Re: [PATCH V6] sched/fair: Remove group imbalance from calculate_imbalance()
From: Jeffrey Hugo
Date: Fri Jul 28 2017 - 14:09:53 EST
On 7/28/2017 7:34 AM, Dietmar Eggemann wrote:
On 28/07/17 13:59, Peter Zijlstra wrote:
On Fri, Jul 28, 2017 at 01:16:24PM +0100, Dietmar Eggemann wrote:
IIRC the topology you had in mind was MC + DIE level with n (n > 2) DIE
level sched groups.
[...]
If I then start a 3rd loop, I see 100% 50%,50%. I then kill the 100%.
Then instantly they balance and I get 2x100% back.
Yeah, could reproduce on IVB-EP (2x10x2).
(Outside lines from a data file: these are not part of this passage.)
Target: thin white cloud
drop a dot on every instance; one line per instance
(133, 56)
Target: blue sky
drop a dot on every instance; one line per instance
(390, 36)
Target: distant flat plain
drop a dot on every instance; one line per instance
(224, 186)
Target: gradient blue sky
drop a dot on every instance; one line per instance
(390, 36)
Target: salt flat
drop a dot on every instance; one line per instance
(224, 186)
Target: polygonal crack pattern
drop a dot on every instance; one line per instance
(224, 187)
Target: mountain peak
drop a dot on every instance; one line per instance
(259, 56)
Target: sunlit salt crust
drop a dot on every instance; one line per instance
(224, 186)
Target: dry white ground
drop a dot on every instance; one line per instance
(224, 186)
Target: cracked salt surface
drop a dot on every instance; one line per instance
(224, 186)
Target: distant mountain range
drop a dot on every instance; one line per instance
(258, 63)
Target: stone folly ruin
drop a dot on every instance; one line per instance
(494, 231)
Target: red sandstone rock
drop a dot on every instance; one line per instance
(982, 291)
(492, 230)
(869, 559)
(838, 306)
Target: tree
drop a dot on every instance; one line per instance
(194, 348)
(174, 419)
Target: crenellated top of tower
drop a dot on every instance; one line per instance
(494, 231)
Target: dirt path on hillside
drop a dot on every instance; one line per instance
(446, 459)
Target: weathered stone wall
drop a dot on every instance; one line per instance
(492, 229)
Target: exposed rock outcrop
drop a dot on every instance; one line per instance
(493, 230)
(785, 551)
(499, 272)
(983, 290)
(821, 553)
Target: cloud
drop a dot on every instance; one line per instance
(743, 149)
OK, I have one of those. What should I do, because I didn't actually see
anything odd.
Me neither. Sorry, I was unclear. I meant I could reproduce your
example, that one of the 50% task moves to the idle cpu on this machine.
[...]
Dietmar's assessment is essentially correct. We are seeing a
circumstance where fix_small_imbalance() could fix a situation with an
idle core and an over-worked core, but it is being skipped. Here is a
detailed step through of the specific case we're seeing.
Consider the following system.
DIE [ (all cores) ]
MC [0 1 2 3] [4 5 6 7] [8 9 10 11] ... [60 61 62 63]
Not NUMA, not SMT.
Imagine we have a workload which spawns 5 CPU intensive workers, which
we want taskset to 5 cores such that each worker has its own core. We
want to see:
DIE [ (all cores) ]
MC [0 1 2 3] [4 5 6 7] [8 9 10 11] ... [60 61 62 63]
* * * * *
T T T T T
Where * indicates the taskset, and T indicates each thread/process.
In many cases, workloads are not ideally assigned at fork(), because
load statistics haven't had a chance to be generated by the new work.
This results in the following:
DIE [ (all cores) ]
MC [0 1 2 3] [4 5 6 7] [8 9 10 11] ... [60 61 62 63]
* * * * *
T T T T
T
Core 4 is over-assigned (more workers than it can efficiently handle)
and core 2 is under-assigned (no work to do). Not great, but we expect
the system to load_balance() quickly, and move one T from core 4 to core 2.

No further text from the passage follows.